As Donald Trump demonstrated in his first address to Congress, no matter how loathsome a ruler may be, he can bring an assembly of politicians to its feet and disarm some critics simply by invoking the quasi-secular faith—Americanism—and eulogizing the latest uniformed war-state employee to sacrifice his life for it. Trump has indeed shown he can fill the job expected of any president: supreme head of what Andrew Bacevich calls the Church of America the Redeemer.
“We are blessed to be joined tonight by Carryn Owens, the widow of a U.S. Navy Special Operator Senior Chief William ‘Ryan’ Owens,” Trump said before Congress. “Ryan died as he lived: a warrior, and a hero—battling against terrorism and securing our nation…. Ryan’s legacy is etched into eternity. Thank you. For as the Bible teaches us, ‘There is no greater act of love than to lay down one’s life for one’s friends.’ Ryan laid down his life for his friends, for his country, and for our freedom. And we will never forget Ryan.”

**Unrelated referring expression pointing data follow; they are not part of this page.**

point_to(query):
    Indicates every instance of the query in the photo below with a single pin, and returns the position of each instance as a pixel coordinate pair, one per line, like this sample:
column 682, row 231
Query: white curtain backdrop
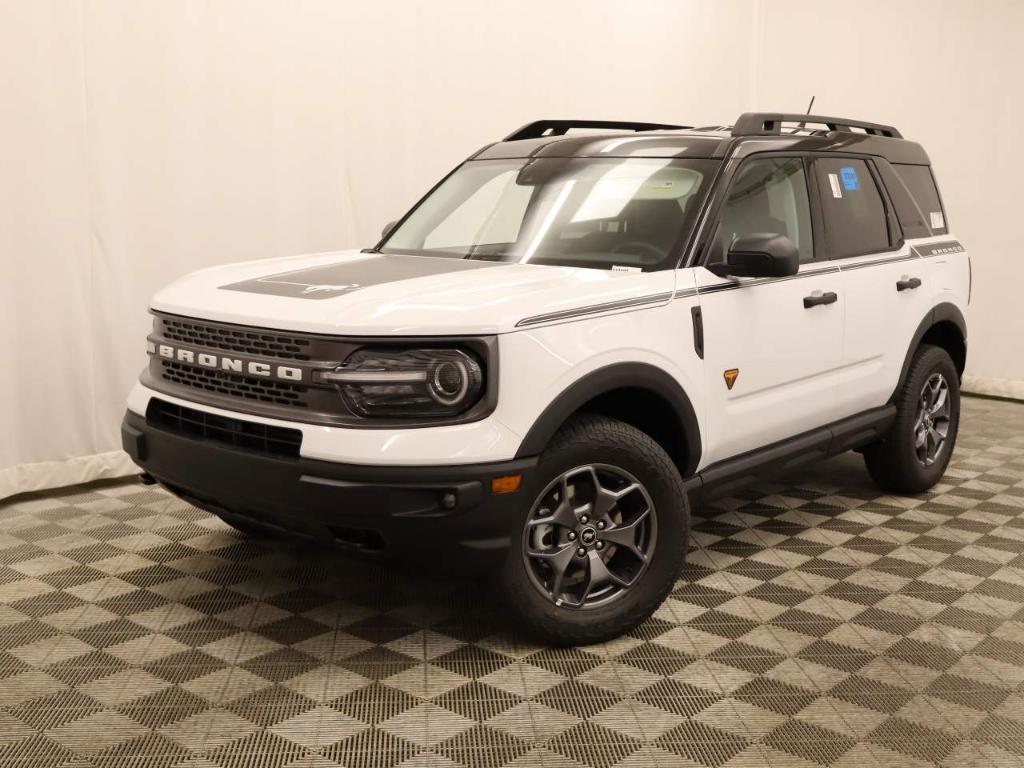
column 141, row 139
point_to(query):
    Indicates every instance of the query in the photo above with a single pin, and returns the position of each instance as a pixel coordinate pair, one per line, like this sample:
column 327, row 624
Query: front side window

But we are ever to abolish America’s bloody and costly permanent war state, writes Sheldon Richman, we will have to rethink the quasi-secular faith which holds that dying—and killing—for one’s country is the greatest honor and virtue to which one one can aspire. It is time we learned that killing and dying for an ideology—even so-called liberal democracy— is as bad as doing so for a religion, even so-called radical Islam.